2. Technical variation: Errors within ±0.5 log2 units often represent normal technical variation in expression measurements

3. Biological variation: Larger errors (>1 log2 unit) might indicate genes responding to unmeasured biological factors

4. Heavy tails: A distribution with heavy tails suggests the presence of genes whose expression is particularly hard to predict, often due to complex regulatory mechanisms

Together, these visualizations help us understand not just how well our model performs overall, but also which genes and expression ranges might need closer investigation or improved prediction methods.

🧬 Advanced Considerations for Genomic Data

When working with gene expression data, several special considerations affect our choice of evaluation metrics:

1. Scale Dependencies: RNA-seq data often spans several orders of magnitude. Consider whether to evaluate predictions on raw counts, log-transformed values, or normalized expression scores.

2. Biological Relevance: Sometimes being wrong by a factor of two (one log2 unit) matters more for lowly expressed genes than highly expressed ones. Consider using custom evaluation metrics that weight errors based on expression level.

3. Technical Variation: Account for technical noise when interpreting prediction errors. If your prediction error is similar to technical replicate variation, you may be approaching optimal performance.

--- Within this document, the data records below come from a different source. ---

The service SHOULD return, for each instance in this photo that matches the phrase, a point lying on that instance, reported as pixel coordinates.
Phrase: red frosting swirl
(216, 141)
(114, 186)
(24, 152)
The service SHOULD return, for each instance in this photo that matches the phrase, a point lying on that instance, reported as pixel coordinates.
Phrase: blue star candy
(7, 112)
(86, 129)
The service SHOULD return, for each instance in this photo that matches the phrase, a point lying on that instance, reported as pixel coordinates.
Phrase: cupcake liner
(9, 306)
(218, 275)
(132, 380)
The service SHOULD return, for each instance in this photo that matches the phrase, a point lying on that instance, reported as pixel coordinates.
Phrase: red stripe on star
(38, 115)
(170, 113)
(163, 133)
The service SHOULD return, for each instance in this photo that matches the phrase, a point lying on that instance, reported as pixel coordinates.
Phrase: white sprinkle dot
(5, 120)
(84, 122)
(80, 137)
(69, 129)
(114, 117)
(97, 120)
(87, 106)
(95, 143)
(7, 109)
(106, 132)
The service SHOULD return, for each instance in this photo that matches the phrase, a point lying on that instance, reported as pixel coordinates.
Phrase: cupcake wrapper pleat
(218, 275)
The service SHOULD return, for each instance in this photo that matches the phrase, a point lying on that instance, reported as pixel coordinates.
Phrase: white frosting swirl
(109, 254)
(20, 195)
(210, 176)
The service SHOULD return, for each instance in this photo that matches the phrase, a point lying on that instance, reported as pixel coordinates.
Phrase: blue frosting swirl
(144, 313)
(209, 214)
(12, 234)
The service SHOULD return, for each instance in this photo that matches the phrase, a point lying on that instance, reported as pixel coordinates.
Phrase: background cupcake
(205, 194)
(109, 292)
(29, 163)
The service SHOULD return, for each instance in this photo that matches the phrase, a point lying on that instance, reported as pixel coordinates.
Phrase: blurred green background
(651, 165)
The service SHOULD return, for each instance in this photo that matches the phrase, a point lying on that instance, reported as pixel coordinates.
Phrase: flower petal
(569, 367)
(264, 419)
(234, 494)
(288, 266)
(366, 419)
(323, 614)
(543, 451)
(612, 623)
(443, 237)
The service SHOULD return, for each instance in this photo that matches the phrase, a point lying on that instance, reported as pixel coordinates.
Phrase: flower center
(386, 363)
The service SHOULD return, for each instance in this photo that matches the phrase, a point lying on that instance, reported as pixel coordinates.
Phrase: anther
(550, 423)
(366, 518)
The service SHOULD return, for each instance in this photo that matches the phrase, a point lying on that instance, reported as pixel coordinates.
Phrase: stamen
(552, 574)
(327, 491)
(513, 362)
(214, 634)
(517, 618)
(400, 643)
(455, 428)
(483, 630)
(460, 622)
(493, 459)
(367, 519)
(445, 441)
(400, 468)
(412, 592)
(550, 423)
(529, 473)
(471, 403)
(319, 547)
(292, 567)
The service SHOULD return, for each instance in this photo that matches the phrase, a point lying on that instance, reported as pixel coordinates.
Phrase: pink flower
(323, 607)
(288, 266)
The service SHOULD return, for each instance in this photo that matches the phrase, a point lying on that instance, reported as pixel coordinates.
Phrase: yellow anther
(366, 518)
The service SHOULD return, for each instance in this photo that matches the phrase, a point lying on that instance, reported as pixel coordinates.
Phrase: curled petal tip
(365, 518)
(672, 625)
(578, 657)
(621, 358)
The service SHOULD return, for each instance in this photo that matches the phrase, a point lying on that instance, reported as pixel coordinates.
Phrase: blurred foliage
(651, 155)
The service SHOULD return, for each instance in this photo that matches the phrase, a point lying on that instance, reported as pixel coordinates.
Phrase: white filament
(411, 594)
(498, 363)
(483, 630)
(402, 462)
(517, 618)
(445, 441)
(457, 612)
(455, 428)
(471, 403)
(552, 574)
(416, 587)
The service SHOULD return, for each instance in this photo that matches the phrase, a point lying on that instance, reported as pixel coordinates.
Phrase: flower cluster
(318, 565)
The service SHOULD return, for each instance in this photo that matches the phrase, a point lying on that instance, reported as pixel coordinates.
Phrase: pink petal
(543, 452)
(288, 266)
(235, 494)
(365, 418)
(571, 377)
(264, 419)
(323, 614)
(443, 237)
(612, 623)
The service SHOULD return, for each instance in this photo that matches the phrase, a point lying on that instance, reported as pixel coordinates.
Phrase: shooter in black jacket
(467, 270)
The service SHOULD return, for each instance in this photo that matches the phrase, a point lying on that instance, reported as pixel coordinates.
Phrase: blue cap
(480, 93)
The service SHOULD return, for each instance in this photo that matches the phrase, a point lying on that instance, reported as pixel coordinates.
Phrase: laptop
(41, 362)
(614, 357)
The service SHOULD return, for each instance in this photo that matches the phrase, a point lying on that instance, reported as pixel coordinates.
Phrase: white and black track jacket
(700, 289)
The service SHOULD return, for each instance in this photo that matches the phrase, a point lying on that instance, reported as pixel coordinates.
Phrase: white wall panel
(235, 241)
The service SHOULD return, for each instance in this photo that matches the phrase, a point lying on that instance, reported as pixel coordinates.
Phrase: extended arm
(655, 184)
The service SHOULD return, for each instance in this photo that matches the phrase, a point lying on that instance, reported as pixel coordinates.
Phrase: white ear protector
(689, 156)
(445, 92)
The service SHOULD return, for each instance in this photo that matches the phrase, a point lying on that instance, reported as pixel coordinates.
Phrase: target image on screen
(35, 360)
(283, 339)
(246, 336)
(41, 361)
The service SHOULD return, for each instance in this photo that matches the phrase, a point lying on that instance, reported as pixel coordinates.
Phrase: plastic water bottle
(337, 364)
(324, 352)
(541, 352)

4. Missing Values: RNA-seq data often contains zeros that may represent either true absence of expression or technical dropouts. Consider how your evaluation metrics handle these cases.

🧬 Conclusion: Integrated Evaluation in Genomics

In genomic applications, no single metric tells the complete story. MAE provides interpretable error magnitudes, RMSE highlights potentially interesting outliers, and R² helps us understand our model's explanatory power within the context of gene expression variation.

For expression prediction specifically, consider:

• Using MAE for clear communication with other researchers

• Monitoring RMSE to identify genes with unusual regulation

• Examining R² in the context of known technical and biological variation

• Visualizing predictions to understand model behavior across expression ranges

• Implementing custom metrics that capture biological relevance

Remember that the choice of metric should align with your biological questions and the downstream applications of your predictions. Whether you're studying differential expression, identifying regulatory relationships, or predicting disease states, your evaluation metrics should reflect what matters most for your specific research goals.